Other the hills and far away :). Niekoniecznie główne solo Emppu, ale to pod koniec utworu - szczególnie na koncertach!
Wishmaster <surprise, surprise!>. Świetnie się słucha, Emppu daje czadu, można poszaleć!
Ever Dream - mój ulubiony utwór w całości, solo na gitarze uwielbiam, wstęp na klawiszach również uroczy!
Crownless - zarówno klawisze jak i gitara poprostu wymiatają!
FantasMic III - flet sprawia, że z wielką przyjemnością słucham tego fragmentu, a III generalnie jest najlepsza!
The Pharaoh Sails to Orion - fragment chwilę przed (boskim) Tarjowym "aaaaaa", kiedy to Tuo daje na klawiszach.

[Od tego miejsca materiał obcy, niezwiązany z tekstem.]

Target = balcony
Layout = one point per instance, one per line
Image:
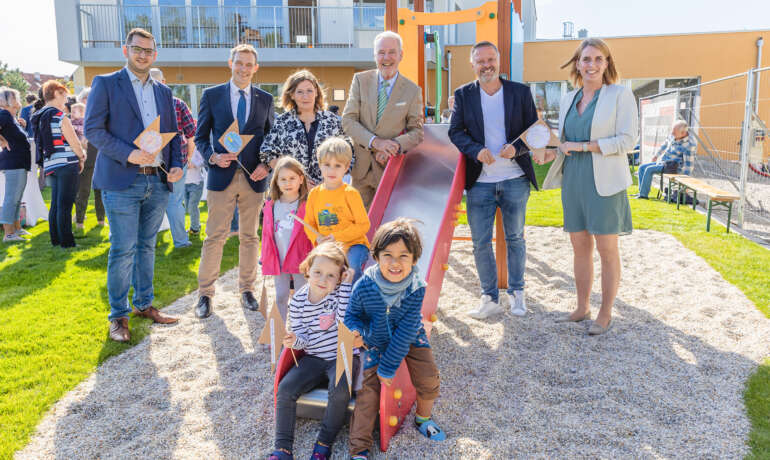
(276, 29)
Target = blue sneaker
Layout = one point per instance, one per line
(321, 452)
(430, 430)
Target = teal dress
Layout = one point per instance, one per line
(584, 208)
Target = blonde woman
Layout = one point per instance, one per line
(303, 127)
(597, 126)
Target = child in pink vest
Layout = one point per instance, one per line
(284, 242)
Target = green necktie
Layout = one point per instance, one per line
(382, 99)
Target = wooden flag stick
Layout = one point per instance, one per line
(308, 226)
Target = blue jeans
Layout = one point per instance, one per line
(15, 182)
(482, 201)
(135, 215)
(192, 200)
(176, 212)
(358, 254)
(645, 177)
(64, 190)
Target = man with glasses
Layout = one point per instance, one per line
(387, 125)
(233, 179)
(135, 184)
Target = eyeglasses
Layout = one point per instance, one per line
(140, 50)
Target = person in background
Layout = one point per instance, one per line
(26, 111)
(15, 161)
(175, 211)
(598, 126)
(193, 190)
(86, 177)
(675, 156)
(63, 158)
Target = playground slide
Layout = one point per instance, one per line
(425, 184)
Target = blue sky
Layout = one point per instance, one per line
(28, 33)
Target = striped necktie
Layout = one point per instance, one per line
(382, 99)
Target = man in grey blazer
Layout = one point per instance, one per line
(383, 115)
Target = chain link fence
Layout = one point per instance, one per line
(721, 114)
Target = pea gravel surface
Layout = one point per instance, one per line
(665, 382)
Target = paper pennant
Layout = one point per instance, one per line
(263, 299)
(539, 136)
(273, 335)
(151, 140)
(345, 340)
(233, 141)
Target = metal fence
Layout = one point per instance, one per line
(223, 26)
(721, 114)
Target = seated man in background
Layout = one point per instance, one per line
(675, 156)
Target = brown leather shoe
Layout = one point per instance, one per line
(119, 330)
(153, 314)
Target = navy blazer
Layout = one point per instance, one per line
(215, 116)
(113, 121)
(466, 129)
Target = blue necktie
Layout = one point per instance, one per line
(241, 110)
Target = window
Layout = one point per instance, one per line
(547, 97)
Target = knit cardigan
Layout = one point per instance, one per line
(388, 332)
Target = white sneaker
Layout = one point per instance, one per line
(518, 303)
(487, 307)
(12, 238)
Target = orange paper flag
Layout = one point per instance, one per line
(345, 340)
(273, 335)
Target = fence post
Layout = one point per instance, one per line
(745, 143)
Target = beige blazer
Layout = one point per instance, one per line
(402, 119)
(615, 127)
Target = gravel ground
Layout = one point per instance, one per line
(665, 382)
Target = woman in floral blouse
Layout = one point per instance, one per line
(303, 127)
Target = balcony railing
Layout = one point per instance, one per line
(223, 27)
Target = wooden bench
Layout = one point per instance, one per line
(716, 196)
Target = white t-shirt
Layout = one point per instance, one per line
(493, 110)
(283, 225)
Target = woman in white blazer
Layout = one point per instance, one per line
(598, 125)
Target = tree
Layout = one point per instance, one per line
(13, 79)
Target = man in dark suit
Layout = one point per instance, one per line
(228, 183)
(489, 114)
(134, 187)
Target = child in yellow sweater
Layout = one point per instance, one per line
(335, 209)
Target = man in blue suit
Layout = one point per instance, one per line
(489, 114)
(134, 186)
(233, 179)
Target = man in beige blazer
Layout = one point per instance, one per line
(383, 115)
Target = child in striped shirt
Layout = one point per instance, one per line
(314, 311)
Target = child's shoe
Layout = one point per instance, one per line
(321, 452)
(429, 429)
(280, 455)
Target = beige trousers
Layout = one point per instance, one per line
(221, 206)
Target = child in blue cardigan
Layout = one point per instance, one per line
(385, 310)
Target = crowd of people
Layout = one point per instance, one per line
(315, 224)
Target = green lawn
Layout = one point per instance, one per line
(53, 317)
(53, 306)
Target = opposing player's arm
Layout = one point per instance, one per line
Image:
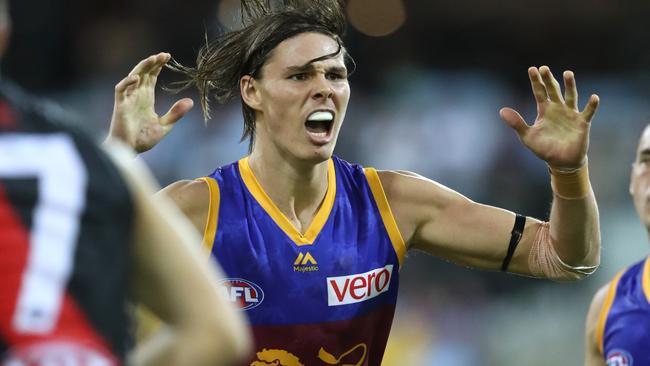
(172, 278)
(444, 223)
(192, 197)
(593, 355)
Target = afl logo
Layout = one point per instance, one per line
(245, 294)
(618, 357)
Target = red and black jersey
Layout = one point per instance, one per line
(65, 227)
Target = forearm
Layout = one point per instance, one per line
(574, 223)
(170, 346)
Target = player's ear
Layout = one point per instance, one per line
(249, 92)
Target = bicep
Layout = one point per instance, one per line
(446, 224)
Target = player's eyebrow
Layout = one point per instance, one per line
(308, 67)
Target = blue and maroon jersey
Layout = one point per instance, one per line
(624, 326)
(325, 297)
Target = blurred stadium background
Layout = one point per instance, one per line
(431, 78)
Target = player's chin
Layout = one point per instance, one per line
(317, 154)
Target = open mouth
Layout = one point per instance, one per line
(320, 123)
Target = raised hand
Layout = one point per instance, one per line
(560, 133)
(134, 120)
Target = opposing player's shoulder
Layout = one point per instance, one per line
(192, 197)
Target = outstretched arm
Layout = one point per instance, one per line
(442, 222)
(134, 120)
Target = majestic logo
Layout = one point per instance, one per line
(305, 263)
(358, 287)
(619, 357)
(241, 292)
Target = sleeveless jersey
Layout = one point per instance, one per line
(65, 218)
(323, 298)
(624, 326)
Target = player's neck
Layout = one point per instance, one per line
(297, 188)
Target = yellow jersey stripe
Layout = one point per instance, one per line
(604, 311)
(646, 279)
(278, 217)
(210, 230)
(386, 213)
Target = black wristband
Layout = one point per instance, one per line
(517, 232)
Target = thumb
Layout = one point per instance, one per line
(513, 119)
(177, 111)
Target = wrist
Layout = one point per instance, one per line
(570, 183)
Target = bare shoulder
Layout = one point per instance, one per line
(415, 200)
(192, 197)
(404, 186)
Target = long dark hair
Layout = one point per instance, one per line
(222, 62)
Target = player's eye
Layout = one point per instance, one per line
(335, 76)
(299, 77)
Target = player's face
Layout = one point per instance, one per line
(302, 104)
(640, 178)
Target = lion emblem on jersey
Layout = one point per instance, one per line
(276, 357)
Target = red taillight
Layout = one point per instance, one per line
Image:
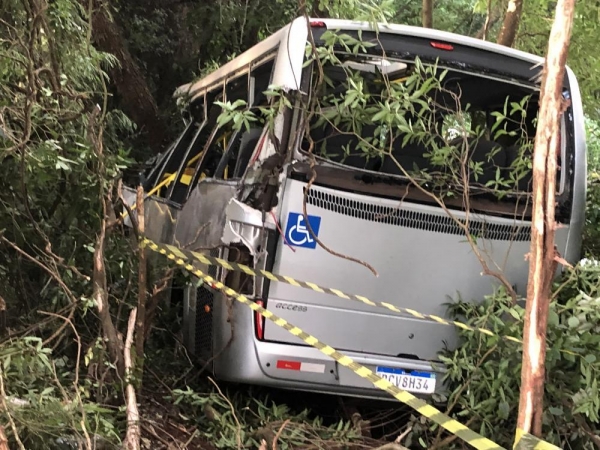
(442, 46)
(260, 322)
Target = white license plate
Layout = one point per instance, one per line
(413, 381)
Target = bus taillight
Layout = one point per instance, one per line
(260, 321)
(442, 46)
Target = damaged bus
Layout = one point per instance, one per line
(241, 193)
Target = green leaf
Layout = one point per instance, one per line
(573, 322)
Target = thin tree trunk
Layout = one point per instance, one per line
(132, 435)
(427, 13)
(114, 343)
(142, 285)
(137, 100)
(542, 257)
(510, 26)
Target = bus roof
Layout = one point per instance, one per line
(296, 33)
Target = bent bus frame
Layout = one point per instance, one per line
(240, 196)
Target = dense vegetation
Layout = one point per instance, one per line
(85, 98)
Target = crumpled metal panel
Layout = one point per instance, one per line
(160, 217)
(202, 219)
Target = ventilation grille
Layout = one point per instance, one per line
(204, 324)
(414, 219)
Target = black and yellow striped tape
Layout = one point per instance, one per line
(522, 440)
(453, 426)
(212, 261)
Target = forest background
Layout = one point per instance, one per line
(85, 99)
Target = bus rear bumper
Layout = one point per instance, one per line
(296, 367)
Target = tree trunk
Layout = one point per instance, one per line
(142, 286)
(510, 26)
(427, 13)
(133, 434)
(542, 257)
(137, 100)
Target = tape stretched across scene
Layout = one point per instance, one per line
(212, 261)
(523, 440)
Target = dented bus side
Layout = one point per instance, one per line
(241, 196)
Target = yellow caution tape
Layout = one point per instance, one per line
(522, 440)
(453, 426)
(212, 261)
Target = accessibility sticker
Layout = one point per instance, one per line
(298, 234)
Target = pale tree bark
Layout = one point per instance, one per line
(427, 13)
(543, 258)
(510, 25)
(142, 285)
(132, 435)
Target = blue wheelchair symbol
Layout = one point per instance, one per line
(297, 233)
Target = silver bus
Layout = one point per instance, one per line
(239, 194)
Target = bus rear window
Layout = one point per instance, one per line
(449, 131)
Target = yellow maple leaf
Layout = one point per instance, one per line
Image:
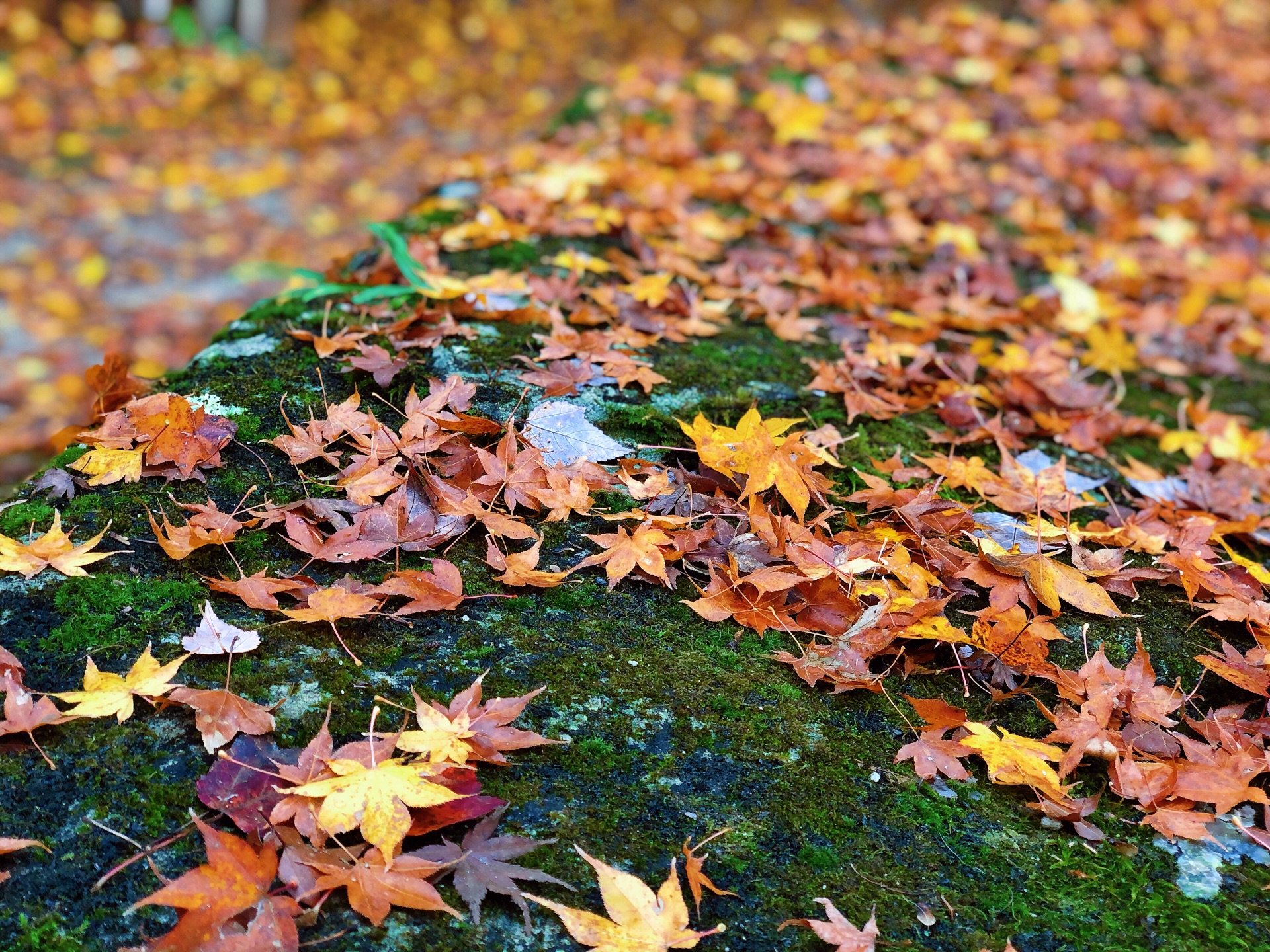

Nie wyobrażam sobie tego fragmentu bez ów klawiszy.
Astral Romance - końcowe połączenie klawiszy i gitary

.
Know why the nightingale sings - to jest hit! Uwielbiam solo gitary, a później klawiszy. Właśnie takich solówek Tuomasa brakuje mi i to bardzo!
Podobna historia z
Nightquest! Dają czadu
The Siren - skrzypki! Nadają utworowi niezwykły orientalny klimat.
Planet Hell - klawisze Tuo!
7 days to the wolves - zarówno gitara jak i skrzypce. Wg mnie więcej takich momentów i album by wymiatał.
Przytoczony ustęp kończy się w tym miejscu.